In My Big Fat Greek Wedding 3, writer, director, and star Nia Vardalos offers the adventure of a lifetime to the Portokalos family. They fly to the Greek village where the family’s patriarch, Gus, grew up. Everyone—from Toula (Vardalos) to Aunt Voula (Andrea Martin) to newer members like Paris (Elena Kampouris)—is overwhelmed by the country’s natural beauty and spirit of their family’s homeland.
To capture the magnificence of Greece and highlight the soul of its villages, Vardalos tapped production designer Grant Armstrong. Having worked for three decades on projects like The Danish Girl and Les Misérables, Armstrong understood the importance of respecting the unique identity of different cultures and the power of landscape to tell the story.
We spoke with Armstrong about creating the right village, discovering the unique landscape of Greece, and connecting to the personality of the Portokalos family.
How did you get involved in working on My Big Fat Greek Wedding 3?
The script was sent to me through my agent. I remember it landing in my email and thinking, “Big Fat Greek Wedding 3? Yes!” I did a presentation for Nia and the guys at Playtone, which went really well. From the start, Nia and I saw eye to eye on the look of the film.
What for you was the chief creative challenge in creating the film’s production design?
I wanted to maintain a transition from the first two films. What I loved about the first two films was the way they found humor in reality. We all have family like that. We all have our own Aunt Voula. I wanted to carry on those films’ unique comic sensibility but also explore the world of Greece. I wanted to capture its magic, which is not that hard to do because the country is so amazing. In picking locations, I wanted to showcase the best of Greece, to find new aspects of it, and not feature those parts we have seen in other movies.
The locations are everything here. How did you find them?
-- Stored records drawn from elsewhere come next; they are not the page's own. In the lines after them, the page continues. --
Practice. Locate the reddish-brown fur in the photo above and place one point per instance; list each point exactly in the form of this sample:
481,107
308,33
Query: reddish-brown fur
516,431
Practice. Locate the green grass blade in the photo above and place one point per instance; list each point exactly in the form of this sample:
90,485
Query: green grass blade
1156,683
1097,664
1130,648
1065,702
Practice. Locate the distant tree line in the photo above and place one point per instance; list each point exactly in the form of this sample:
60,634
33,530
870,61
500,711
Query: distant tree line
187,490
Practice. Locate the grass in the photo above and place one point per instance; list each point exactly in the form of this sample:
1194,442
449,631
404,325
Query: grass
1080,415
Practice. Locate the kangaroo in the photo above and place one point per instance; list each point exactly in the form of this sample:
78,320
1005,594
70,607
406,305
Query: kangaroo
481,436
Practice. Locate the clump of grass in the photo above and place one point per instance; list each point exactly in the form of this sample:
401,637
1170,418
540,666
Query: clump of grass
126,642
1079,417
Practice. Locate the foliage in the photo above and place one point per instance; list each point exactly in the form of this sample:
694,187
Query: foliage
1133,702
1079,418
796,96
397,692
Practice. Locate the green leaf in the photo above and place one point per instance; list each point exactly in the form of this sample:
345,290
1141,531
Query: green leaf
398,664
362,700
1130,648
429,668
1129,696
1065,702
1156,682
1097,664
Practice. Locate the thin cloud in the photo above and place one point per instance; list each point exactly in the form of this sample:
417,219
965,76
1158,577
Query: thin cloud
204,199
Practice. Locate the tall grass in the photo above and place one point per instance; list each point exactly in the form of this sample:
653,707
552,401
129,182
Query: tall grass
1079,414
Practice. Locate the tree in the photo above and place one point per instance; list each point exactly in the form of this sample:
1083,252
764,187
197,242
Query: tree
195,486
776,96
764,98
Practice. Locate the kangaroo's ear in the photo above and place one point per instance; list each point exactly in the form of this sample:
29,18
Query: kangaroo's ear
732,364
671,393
When we arrived in Athens, we tried to do as much as we could do there for practical reasons. We shot in Athens for two weeks. Next, we needed to find the right island. The whole story is about finding Gus' old home, which is in a fictional Greek village, because we wanted it to be representative of Greece as a whole. We looked in Northern Greece, on the west side of the country, and on different islands. The main focus was to find someplace with a grand neo-classical style and the faded grandeur of once-beautiful buildings. We found in Corfu most of what we were looking for. While we were in Athens, I would jump on a plane every few days to explore the villages in Corfu. I think I looked at every single village on the island.
Ultimately our village was created out of three different locations: a little village at the top of the island called Varipatedes, where a lot of the main sequence takes place; another area called Sokraki; and an area called Bouas Village in Danilia. It was created by the Bouas family in the 1970s as a recreation of a traditional Corfu village.
There are so many beautiful parts of Greece in the film. What did you want your locations to tell us about the country and its people?
For me, Greece is a lot of different things. Obviously, it's about the sea. The water is like nothing I have ever seen. The natural beauty is magnificent, but so too are the little villages in the film. I loved the color and textures of them, but most of all, I loved the life in them. They're like little jewels on the top of these hilltops.
This is the third Greek Wedding film? What makes this family and its story so enduring?
They have something we all see in our own families, characteristics we recognize in our own lives.
What would you like audiences to take away?
That we are all one at the end of the day. We're all on this planet together. And, if you can do it, go and see Greece.
This interview has been edited and condensed for clarity.